PRINCE RAISED IN THE HOOD

So I’m from a little town called Rock Ferry, a suburb, you might say, of Birkenhead, also known as Liverpool’s aborted younger sister. You may remember Duffy’s album ‘Rockferry’, aptly named because her granny resides in that wondrous hamlet, which is not quite the English idyll you’d imagine. I spent the first eight years of my life in Rock Ferry, colloquially known as ‘da Rocky’, and spent many an evening with my Kenyan mother, Anna, in The Admiral pub, also known colloquially as ‘Dee Addy’. In my fuzzy nostalgic memories of ‘90s Merseyside, I remember playing on my own in the pub’s backgarden ‘playground’, actually a series of moulding and close-to-collapse slides and toy houses that had probably been the area’s local hotspot for thrill-seeking tots a few decades ago. However, back then, circa 1999, it was my one-boy Secret Garden of ghetto delights, containing a treasure trove of cigarette buts, rusting beer cans and spent lighters. From time to time, my mother would entertain the crowds of Rock Ferry locals, colloquially known as ‘Fez ‘Eads’, praising the gods of hashish, colloquially known as ‘rocky’ (there’s a theme, here), clapping and dancing as she simutaneously rolled, lit and smoked her joint. Obviously, she was quite a phenomenon in exclusively white, post-Thatcher Merseyside, colloquially known as ‘dat bitch’, and her African sunshine, love of rocky and unconventional pub-garden booty-shaking earned her the pet name ‘Mad Anna’, to the extent that she became something of a local celebrity, her famous cheetah-print leggings and loud, bushy ways attracting the reveration, and indignation, of our neighbours and beyond (our cul-de-sac).
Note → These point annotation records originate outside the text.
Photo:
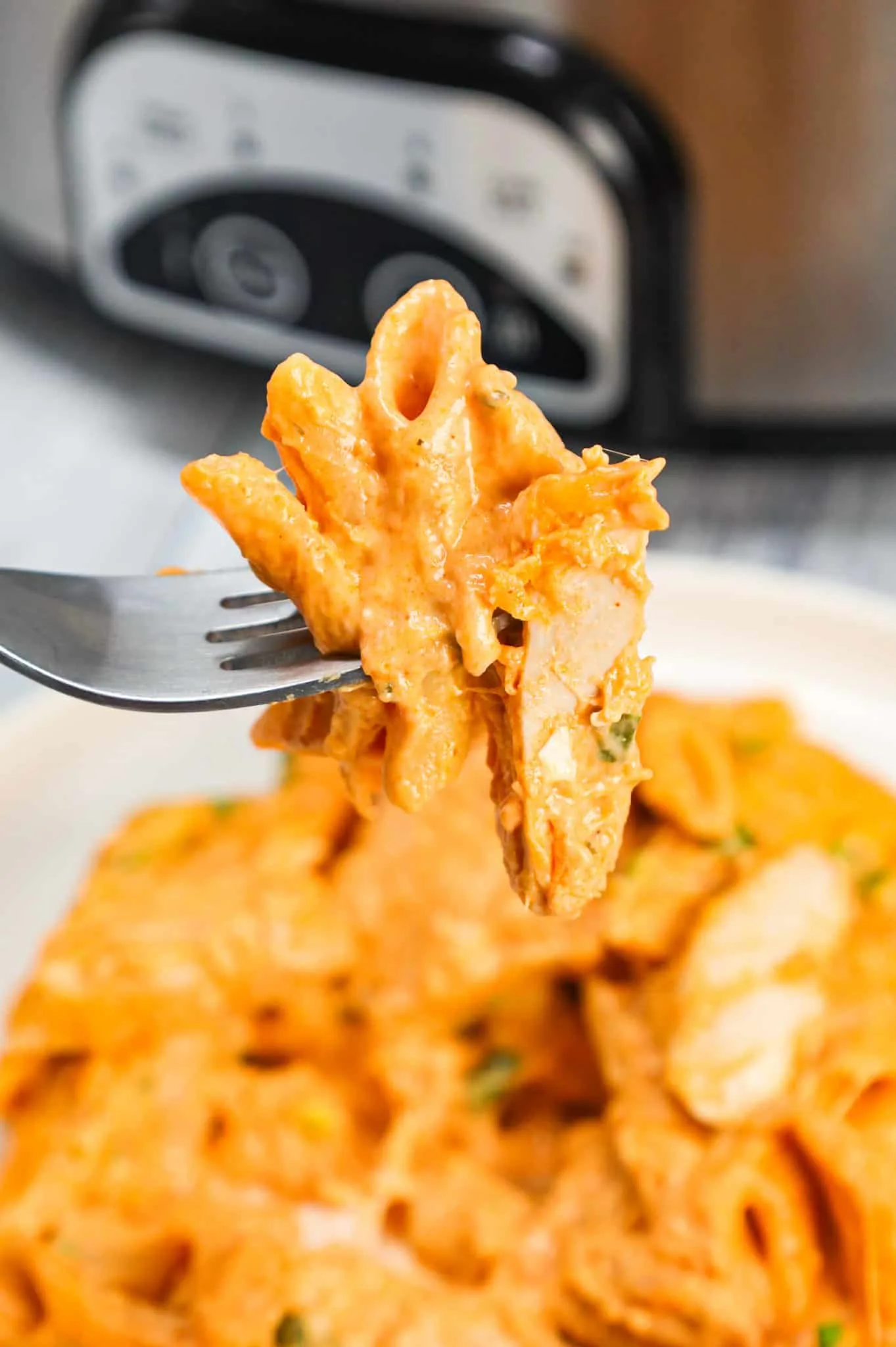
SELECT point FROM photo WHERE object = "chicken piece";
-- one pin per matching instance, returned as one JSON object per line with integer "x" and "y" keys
{"x": 749, "y": 985}
{"x": 482, "y": 570}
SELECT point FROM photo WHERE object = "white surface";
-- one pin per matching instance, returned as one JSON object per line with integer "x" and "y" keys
{"x": 69, "y": 772}
{"x": 158, "y": 118}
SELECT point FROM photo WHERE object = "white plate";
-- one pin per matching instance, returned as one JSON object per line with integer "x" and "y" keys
{"x": 69, "y": 771}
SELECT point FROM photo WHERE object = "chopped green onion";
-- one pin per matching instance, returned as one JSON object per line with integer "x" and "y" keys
{"x": 492, "y": 1078}
{"x": 494, "y": 398}
{"x": 290, "y": 1331}
{"x": 868, "y": 884}
{"x": 614, "y": 745}
{"x": 742, "y": 839}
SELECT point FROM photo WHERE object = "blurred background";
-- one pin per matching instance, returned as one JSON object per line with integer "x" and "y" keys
{"x": 676, "y": 220}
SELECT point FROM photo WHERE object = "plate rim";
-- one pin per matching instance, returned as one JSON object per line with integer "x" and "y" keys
{"x": 811, "y": 591}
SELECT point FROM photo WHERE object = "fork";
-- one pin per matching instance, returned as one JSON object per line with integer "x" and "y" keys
{"x": 199, "y": 641}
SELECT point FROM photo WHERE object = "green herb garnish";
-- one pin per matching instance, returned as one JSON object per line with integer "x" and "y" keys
{"x": 290, "y": 1331}
{"x": 492, "y": 1078}
{"x": 742, "y": 839}
{"x": 494, "y": 398}
{"x": 614, "y": 745}
{"x": 868, "y": 884}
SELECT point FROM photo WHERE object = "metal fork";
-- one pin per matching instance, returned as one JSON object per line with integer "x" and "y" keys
{"x": 164, "y": 643}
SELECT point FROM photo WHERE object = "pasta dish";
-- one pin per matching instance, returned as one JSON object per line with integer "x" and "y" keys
{"x": 288, "y": 1075}
{"x": 299, "y": 1070}
{"x": 484, "y": 573}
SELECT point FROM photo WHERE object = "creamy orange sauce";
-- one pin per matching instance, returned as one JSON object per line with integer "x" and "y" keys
{"x": 258, "y": 1091}
{"x": 487, "y": 576}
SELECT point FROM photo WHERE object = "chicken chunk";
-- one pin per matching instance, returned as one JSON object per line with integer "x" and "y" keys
{"x": 484, "y": 573}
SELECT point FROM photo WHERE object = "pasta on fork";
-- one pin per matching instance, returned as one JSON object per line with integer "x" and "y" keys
{"x": 487, "y": 576}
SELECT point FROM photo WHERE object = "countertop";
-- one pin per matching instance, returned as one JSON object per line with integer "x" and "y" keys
{"x": 96, "y": 424}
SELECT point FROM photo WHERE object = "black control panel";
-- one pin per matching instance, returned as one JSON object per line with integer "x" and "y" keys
{"x": 270, "y": 255}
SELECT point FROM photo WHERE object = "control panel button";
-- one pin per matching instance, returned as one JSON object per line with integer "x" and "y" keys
{"x": 393, "y": 278}
{"x": 514, "y": 333}
{"x": 245, "y": 263}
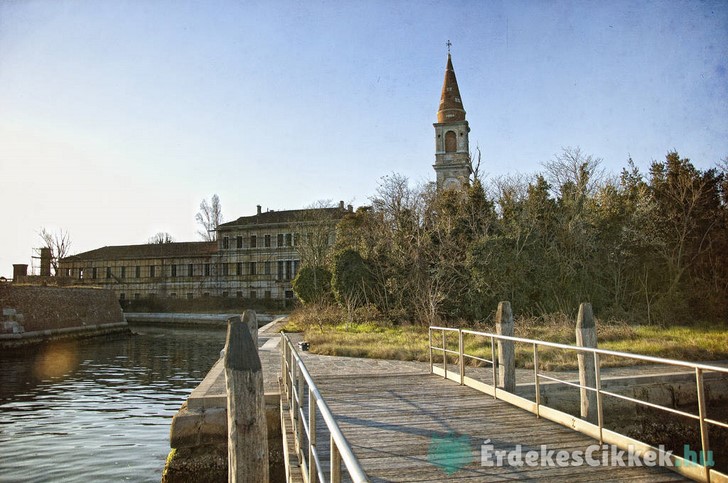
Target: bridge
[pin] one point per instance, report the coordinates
(348, 419)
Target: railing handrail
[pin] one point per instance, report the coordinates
(556, 415)
(557, 345)
(342, 445)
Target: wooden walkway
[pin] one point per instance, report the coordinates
(402, 425)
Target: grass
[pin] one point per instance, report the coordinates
(328, 335)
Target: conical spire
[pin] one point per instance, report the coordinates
(451, 106)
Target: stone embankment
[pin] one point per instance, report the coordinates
(34, 315)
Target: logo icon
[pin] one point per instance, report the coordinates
(450, 453)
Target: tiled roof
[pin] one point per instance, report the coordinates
(157, 250)
(287, 216)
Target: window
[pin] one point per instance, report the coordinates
(450, 142)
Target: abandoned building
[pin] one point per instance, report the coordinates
(253, 257)
(256, 257)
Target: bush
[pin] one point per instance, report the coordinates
(312, 285)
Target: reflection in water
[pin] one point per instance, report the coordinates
(98, 410)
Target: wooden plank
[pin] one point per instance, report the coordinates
(390, 422)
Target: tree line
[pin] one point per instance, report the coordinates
(643, 247)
25 Medway Road, our two up, two down Victorian terraced house housed me, my mother and my half brother, Stephen, who came over from Kenya with my mother back in 1990-before-I-was-born. Being the caramel skinned baby mummy always wanted, I was always the house favourite, blaming Stephen for broken lamps, killed hamsters and pillaged packs of Wagon Wheels. Mummy’s heavily-used lines ‘come ‘ere, I’ll beat you to the bone/like a chicken/like a pancake/other violent imagery’ was often aimed at Stephen, but when a young me had no big brother to blame, young me received the terrifying experience of an East African woman with murder in her eyes. Such was the horror that I made a hole in the side of my mother’s bed and hid inside with the bed-sheet covering my DIY panic-room when she came thundering after me. It worked for the first few times until she realised that it was not possible for a five year old boy to teleport to an alternate bed-themed dimension and took my beating-to-the-bone like a man.